The main advantage of using live vaccines based on rational attenuation of M. tuberculosis (Mtb) is their ability to keep the genetic repertoire encoding immunodominant antigens that are absent in BCG, whereas chromosomal deletions in virulence genes provide assurance for safety and genetic stability. Such vaccines are expected to safely induce more specific and longer lasting immune responses in humans that can provide protection against all forms of the disease. This is the rationale that has been followed in the development of the live-attenuated MTBVAC.

The rational attenuation of MTBVAC was achieved by inactivation of the phoP and fadD26 genes, following the international guidelines to progress live vaccines into clinical development.

PhoP gene encodes the PhoP transcription factor of the PhoP / PhoR two-component system essential for the virulence of Mtb. PhoP was shown to regulate between 2–4% of Mtb genes, most of which are involved in well-known virulence pathways of the tuberculosis bacillus.

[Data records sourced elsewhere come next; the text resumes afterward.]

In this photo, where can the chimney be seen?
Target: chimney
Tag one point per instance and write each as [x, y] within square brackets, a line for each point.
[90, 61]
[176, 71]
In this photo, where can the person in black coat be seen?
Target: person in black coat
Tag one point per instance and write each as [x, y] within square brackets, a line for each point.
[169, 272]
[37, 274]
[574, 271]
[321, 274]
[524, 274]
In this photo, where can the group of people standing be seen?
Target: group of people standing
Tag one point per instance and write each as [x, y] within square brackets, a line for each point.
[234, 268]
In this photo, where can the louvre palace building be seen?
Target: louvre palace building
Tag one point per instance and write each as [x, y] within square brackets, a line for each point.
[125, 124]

As a consequence of the phoP inactivation, MTBVAC can produce but is unable to export ESAT-6, which results in virulence attenuation, but yet maintains the epitopes present in this immunogenic protein. Other relevant virulence genes regulated by PhoP are involved in the biosynthesis of polyketide-derived acyltrehaloses (DAT, PAT) and sulfolipids (SL), which are first-line lipid constituents of the cell wall that are thought to play a role in host immune modulation, interfering with the recognition of Mtb by the immune system. Finally, phoP is able to modulate protein secretion, and PhoP inactivation in MTBVAC results in increased secretion of immunogenic proteins such as the Ag85 complex.

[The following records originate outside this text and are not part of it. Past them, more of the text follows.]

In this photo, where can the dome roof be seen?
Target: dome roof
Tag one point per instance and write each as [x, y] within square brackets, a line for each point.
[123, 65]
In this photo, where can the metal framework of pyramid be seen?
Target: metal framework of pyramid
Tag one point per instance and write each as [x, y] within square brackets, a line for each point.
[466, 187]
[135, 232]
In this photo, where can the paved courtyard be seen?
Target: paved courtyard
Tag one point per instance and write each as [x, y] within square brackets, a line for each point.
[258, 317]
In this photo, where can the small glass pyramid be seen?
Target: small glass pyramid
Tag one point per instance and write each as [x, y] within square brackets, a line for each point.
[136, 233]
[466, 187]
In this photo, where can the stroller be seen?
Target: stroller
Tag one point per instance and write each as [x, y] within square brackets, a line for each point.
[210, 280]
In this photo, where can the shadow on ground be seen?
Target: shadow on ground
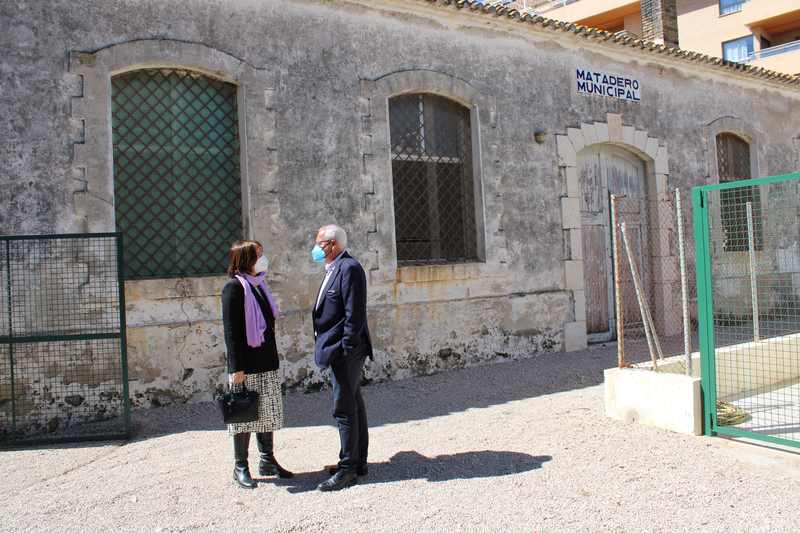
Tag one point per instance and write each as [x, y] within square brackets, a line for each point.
[408, 465]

The fadD26 gene is the first gene of an operon required for the biosynthesis and export of phthiocerol dimycocerosates (PDIM), the main virulence-associated cell-wall lipids of Mtb. The recent evidence indicates that PDIM are involved in the breaking fagosomal in concert with ESAT-6.

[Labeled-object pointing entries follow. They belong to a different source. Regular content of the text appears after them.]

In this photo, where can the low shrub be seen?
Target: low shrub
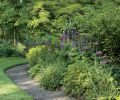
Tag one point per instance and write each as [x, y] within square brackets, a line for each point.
[51, 77]
[7, 49]
[88, 80]
[35, 54]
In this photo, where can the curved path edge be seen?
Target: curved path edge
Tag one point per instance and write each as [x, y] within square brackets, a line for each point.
[18, 74]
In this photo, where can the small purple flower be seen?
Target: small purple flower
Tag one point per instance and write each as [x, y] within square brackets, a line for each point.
[96, 43]
[99, 53]
[103, 62]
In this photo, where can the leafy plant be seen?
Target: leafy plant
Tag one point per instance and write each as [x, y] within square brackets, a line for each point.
[85, 79]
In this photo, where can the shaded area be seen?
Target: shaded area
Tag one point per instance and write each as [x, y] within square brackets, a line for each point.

== Preclinical research ==
	Rigorous preclinical studies in different animal models relevant to tuberculosis (in mice, guinea pigs and non-human primates) conducted between 2001 and 2011 have shown adequate attenuation, safety and improved immunogenicity and protective efficacy against the exposure to M. Tuberculosis in comparison with BCG, thus fulfilling regulatory WHO guidelines and the Geneva consensus requirements for progressing live mycobacterial vaccines to first-in-human Phase 1 clinical evaluation. A successful trial in rhesus macaques was reported in 2021.

== Clinical trials ==
The safety and immunogenicity of new vaccines need to be determined in a reduced number of healthy volunteers. Phase 1 studies (can be first-in-human) to define the safety of different ascending doses are usually conducted in small groups of no more than 100 volunteers per trial. These are followed by medium-sized Phase 2 trials (can be > 100) to corroborate safety and determine the optimal therapeutic dose (detailed immunogenicity profile in the case of new vaccines) that helps select the final dose for Phase 3 efficacy evaluation.

The MTBVAC clinical development started with a first-in-human study in healthy adult volunteers in Lausanne, Switzerland (NCT02013245); followed by one additional Phase 1 study in healthy newborns in South Africa in collaboration with South African TuBerculosis Vaccine Initiative (SATVI) (NCT02729571) to corroborate the safety and greater immunogenic potential of MTBVAC in this age-group relative to BCG. Two dose-defining Phase 2 studies were conducted at SATVI covering adults with and without previous exposure to M. tuberculosis (NCT02933281) (ended in Sep 2021) and healthy newborns (NCT03536117) that was finalized in March 2022.

A Phase 3 study (NCT02933281) with newborns in sub-Saharan Africa had started in October 2022. The estimated study completion date will be February 2029.